短時間で成果を出している人がいる一方、頑張っているのに成果が出ない人もいる。この違いは何だろう? 経営の最前線で20年以上、成果上げられる人と上げられない人の差を徹底研究してきた人物がいる。東洋経済オンライン「市場が評価した経営者ランキング2019」第1位、フォーブス アジア「アジアの優良中小企業ベスト200」4度受賞の木下勝寿社長だ。「20年に一冊の本」とミリオンセラー会計士に絶賛された『売上最小化、利益最大化の法則』に続き、「やる気に頼らず楽しく続けられる」と話題となっているのがベストセラー『時間最短化、成果最大化の法則──1日1話インストールする“できる人”の思考アルゴリズム』だ。

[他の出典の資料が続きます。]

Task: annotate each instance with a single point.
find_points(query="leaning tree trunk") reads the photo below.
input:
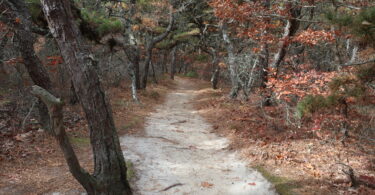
(289, 31)
(109, 175)
(132, 54)
(151, 44)
(25, 38)
(216, 70)
(173, 63)
(231, 62)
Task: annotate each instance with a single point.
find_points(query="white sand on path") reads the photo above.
(179, 151)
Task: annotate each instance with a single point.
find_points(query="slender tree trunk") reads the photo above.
(151, 44)
(147, 65)
(173, 63)
(231, 62)
(109, 163)
(216, 70)
(26, 39)
(289, 31)
(3, 43)
(153, 73)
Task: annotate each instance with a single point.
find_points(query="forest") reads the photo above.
(206, 97)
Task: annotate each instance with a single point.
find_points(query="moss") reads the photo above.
(184, 35)
(283, 185)
(130, 171)
(79, 140)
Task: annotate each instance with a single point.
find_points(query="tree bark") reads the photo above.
(55, 108)
(109, 163)
(25, 38)
(216, 69)
(289, 31)
(173, 63)
(150, 45)
(231, 62)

【がっちりマンデー!!】SNSで「ニトリ」似鳥会長と「食べチョク」秋元代表から「2022年に読んだオススメ本3選」に選抜された。本稿では、本書より一部を抜粋、「最短時間で最大の成果を出す方法」を紹介する。

先々のキャリアを意識しながら成長する【年代ごとステップアップ】の法則とは?

年代ごとに問われる
「4大スキル」の身につけ方

 年代ごとに身につけていかなければならないスキル、求められるスキルは変わってくる。

 若いうちに成果を出して有頂天になっていると、すぐに同僚や後輩に追い抜かれていく。

 よって、年代ごとに身につける4つのスキルをまとめておこう(▼図表21)。

【STEP1】業務スキル=実業務を行うスキル
【STEP2】チームマネジメントのスキル
【STEP3】未知問題の解決スキル
【STEP4】しくみをつくるスキル

【STEP1】
業務スキル=実業務を行うスキル

 職種にもよるが、大半の職種のほとんどの業務は通常3~5年でマスターできる。

 在籍5年の人と15年の人の成果貢献度に大きな差は生まれない。

 センスがいい人はすぐにできてしまうが、そこで満足してしまうとその後のスキルアップは望めない。

 よって実業務が得意なだけの人は、5年目以降は給料が上がらない。

【STEP2】チームマネジメントのスキル

 これは業務スキルをマスターした後、組織・チームを動かし、より大きな成果を出すスキル。

 自分がプレーヤーとして活躍するだけでなく、複数人で大きな仕事を行う業務管理をするために次のスキルを身につけよう。

・個人ではなくチーム全体の業務を適切に把握する
・わかりやすく他人に仕事を教える、育成する
・他人の業務を管理する
・他人のメンタルマネジメントを行う

 しかし、5年程度でマネジメントの基礎をマスターすると、それだけではその後大きく成長することはない。

【STEP3】未知問題の解決スキル

 これは未知の問題が起きたときに、自分でオリジナルの解決策を「編み出す」スキルである。

 経験したことがある問題は「経験値」で解決できる。

「経験値」が高い人は一見「問題解決スキル」が高く見えるが、経験のない未知問題になると、まったく対応できないこともある。

「経験値が高いので解決力が高い」のと、「未知問題の解決力が高い」のは別物だ。

 会社にとって未知問題が発生した場合、解決すべきとはわかっているものの、自分だけでは解決できないので上司に任せる人はまだまだだ。

 会社にとっての未知問題とは上司にとっても未知問題だ。

 未知問題の解決スキルとは、「経験」とは関係なく、「意識」が問われている。

 まず、「解決するまであきらめない」「誰かが解決しなければならないなら自分が解決してみよう」という当事者意識を持つ。

 反対に「これは不可能だ」「現実的ではない」「無理なものは無理」と思考停止すると一切成長が止まる。

「1時間集中すれば必ず答えが出る法則」(▼本書P225)を実行してほしい。

 他の人がやった場合、その問題が解決することがあるかもしれない。

 できた人はこの世の中で誰もいないか?

 そのやり方は特殊能力がないとできないか?

 と考えてみよう。

 これは「最終目的逆算思考」(▼本書P102)と同じだ。

【STEP4】しくみをつくるスキル

「1業務スキル」「2チームマネジメントのスキル」「3未知問題の解決スキル」を身につけたうえで、組織で問題解決できるしくみをつくろう。

 教育するのではなく、「問題が起きにくいしくみ」「問題が体系的に解決されるしくみ」を考え、「問題が問題でなくなる状態」をつくり、他の人がルーティンで解決できるしくみをつくる。

 これは経営者の仕事だ。

 このように求められていることが変われば、身につけるべきスキルも変わっていく。

 浅いスキルを身につけただけで満足せず、常に先を見て、ともにステップアップしていこう。